A talented city architecture student has designed a memorial garden and water cremation complex as part of her degree project.
Robert Gordon University student Sophie Perott, 22, has proposed a resomation – known as water cremation – and memorial garden scheme for Craigingles Hill and woodland in Maryculter.
The site forms an isolated island to the south-east of the River Dee.
Resomation is a flameless cremation, which is an environmentally-beneficial method of human disposition, producing less carbon dioxide and pollutants than cremation.
In 2016 the Scottish Government passed legislation to legalise it.
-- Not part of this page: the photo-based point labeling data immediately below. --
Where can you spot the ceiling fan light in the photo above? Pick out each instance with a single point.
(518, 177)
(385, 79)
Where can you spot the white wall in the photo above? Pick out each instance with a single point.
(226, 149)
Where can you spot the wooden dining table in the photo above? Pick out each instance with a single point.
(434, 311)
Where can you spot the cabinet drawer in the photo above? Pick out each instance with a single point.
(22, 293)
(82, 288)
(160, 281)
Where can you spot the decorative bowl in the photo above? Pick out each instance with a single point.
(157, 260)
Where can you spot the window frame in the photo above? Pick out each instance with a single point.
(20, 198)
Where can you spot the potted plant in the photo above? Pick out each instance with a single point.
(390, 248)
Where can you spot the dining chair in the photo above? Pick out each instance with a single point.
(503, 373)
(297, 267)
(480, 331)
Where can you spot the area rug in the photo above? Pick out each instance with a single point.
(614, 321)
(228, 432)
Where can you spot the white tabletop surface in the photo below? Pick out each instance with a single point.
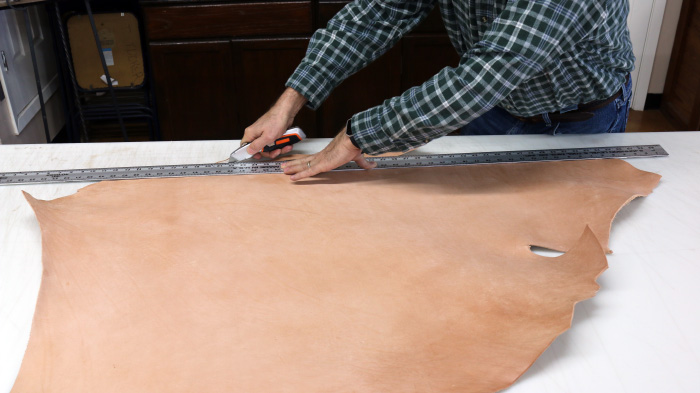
(640, 333)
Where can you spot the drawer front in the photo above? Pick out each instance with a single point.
(228, 20)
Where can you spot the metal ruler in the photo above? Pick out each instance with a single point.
(262, 167)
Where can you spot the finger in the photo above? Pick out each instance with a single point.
(287, 149)
(260, 143)
(310, 170)
(363, 163)
(297, 166)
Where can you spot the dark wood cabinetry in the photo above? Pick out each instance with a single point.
(218, 67)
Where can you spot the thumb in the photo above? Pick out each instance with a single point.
(258, 144)
(364, 163)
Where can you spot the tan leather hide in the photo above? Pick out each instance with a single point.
(408, 280)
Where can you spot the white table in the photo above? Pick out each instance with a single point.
(640, 333)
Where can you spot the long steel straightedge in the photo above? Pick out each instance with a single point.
(261, 167)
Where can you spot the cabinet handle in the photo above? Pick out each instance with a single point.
(4, 60)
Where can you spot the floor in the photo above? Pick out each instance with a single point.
(649, 120)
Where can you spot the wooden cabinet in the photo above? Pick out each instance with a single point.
(681, 98)
(194, 84)
(218, 67)
(260, 69)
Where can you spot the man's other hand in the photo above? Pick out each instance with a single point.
(339, 152)
(273, 124)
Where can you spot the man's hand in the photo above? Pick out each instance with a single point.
(273, 124)
(340, 151)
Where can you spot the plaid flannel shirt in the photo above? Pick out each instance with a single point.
(528, 57)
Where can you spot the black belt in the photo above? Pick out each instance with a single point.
(583, 112)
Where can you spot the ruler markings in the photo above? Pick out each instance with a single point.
(406, 161)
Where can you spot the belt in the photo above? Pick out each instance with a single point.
(583, 112)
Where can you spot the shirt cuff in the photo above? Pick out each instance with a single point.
(310, 83)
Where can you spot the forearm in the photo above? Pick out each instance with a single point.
(290, 102)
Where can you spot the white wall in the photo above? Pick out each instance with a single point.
(663, 50)
(34, 131)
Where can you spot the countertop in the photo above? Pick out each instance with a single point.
(640, 333)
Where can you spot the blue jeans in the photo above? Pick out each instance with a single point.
(608, 119)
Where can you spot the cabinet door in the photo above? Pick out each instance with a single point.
(194, 88)
(369, 87)
(261, 68)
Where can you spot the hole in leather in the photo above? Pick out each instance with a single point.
(545, 252)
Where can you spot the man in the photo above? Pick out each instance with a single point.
(536, 66)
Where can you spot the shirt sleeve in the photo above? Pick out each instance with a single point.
(515, 48)
(361, 32)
Sophie’s memorial garden designs are inspired by ancient Neolithic stone circles unique to north-eastern Scotland.
She said: “I felt the most appropriate way to explore everyday architecture was to focus on aspects of life and death; daily occurrences we all come to experience at some point.
“The design of the complex takes mourners on a journey, encouraging them to experience different stages of the grief, which subsequently aids the process of acceptance and inner healing.”
She added: “The complex, although filled with sadness, enables people to see the light. The development helps maintain memories of loved ones immersed within the architecture and mostly within the nature of the woodland environment, keeping them alive forever.”
Sophie’s design for the memorial garden boundary wall is divided into five different conditions, each reflecting a different stage of the grieving process – denial, recall, acceptance, release and goodbye.
Her project, along with other creative designs, will be on display at the Scott Sutherland School of Architecture End of Year Show, which opens today, in the Sir Ian Wood Building, open from 8am to 10pm weekdays and 10am to 6pm at the weekend.